The ratings dropped, sharply. People had believed they understood. The attempt to articulate exposed the gap. Rozenblit and Keil called the phenomenon the illusion of explanatory depth: we routinely believe we understand things at a depth we do not actually possess.1

The phenomenon is general. It applies to mechanical objects, social systems, scientific claims, and — relevant here — AI systems.

The AI version

The encyclopedia’s term for the AI version, after Gesnot’s §6.2, is cognitive shadow: the gap between what we think we understand about an AI system’s behavior and what we actually understand. The shadow is generated by three structural features of contemporary AI.
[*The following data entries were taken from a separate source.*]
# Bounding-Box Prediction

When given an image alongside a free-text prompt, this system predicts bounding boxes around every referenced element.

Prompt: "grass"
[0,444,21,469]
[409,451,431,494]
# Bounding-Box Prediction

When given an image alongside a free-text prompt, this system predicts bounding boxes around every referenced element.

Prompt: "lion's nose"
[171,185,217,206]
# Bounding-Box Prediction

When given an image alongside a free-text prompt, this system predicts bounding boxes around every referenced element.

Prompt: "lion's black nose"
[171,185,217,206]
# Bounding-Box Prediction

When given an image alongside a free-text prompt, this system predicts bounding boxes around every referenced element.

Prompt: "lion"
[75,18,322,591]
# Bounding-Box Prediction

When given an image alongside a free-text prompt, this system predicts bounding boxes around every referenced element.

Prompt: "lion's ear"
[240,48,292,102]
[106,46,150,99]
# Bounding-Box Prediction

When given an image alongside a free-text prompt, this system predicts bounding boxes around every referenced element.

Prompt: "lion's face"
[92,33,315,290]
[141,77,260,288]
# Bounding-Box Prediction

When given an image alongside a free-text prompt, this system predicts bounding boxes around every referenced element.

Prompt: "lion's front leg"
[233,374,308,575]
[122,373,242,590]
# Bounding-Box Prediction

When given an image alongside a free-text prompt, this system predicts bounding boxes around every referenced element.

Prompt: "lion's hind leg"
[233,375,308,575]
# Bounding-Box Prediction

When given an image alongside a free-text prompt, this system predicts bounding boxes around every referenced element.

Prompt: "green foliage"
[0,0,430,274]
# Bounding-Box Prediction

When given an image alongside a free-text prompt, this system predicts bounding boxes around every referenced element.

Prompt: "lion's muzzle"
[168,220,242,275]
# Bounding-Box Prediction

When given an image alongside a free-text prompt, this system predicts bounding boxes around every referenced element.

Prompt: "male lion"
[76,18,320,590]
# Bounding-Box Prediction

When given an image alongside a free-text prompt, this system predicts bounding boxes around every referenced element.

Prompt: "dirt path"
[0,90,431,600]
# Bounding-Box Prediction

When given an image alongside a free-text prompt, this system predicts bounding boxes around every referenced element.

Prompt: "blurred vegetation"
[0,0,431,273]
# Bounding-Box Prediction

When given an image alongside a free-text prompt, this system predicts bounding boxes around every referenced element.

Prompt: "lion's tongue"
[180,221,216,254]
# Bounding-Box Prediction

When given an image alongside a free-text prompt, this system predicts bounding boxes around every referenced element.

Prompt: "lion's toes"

Fluency. Modern AI produces outputs in fluent prose. Fluent prose reads as if it were the result of comprehensible reasoning. The reading is, partly, an inference about the producer; we credit articulate producers with articulate reasoning, because that is how human producers mostly work. The inference is wrong here. The fluency is a property of the text, not of the reasoning that produced it.

Plausible explanations. Asked to explain itself, an AI produces a plausible explanation. The explanation reads as if it were the actual reasoning behind the output. It usually is not — the model has no privileged access to its own internal computations; what it produces is a post hoc rationalization fitted to the prior output. The user, encountering the rationalization, takes it as transparency. The transparency is fictional.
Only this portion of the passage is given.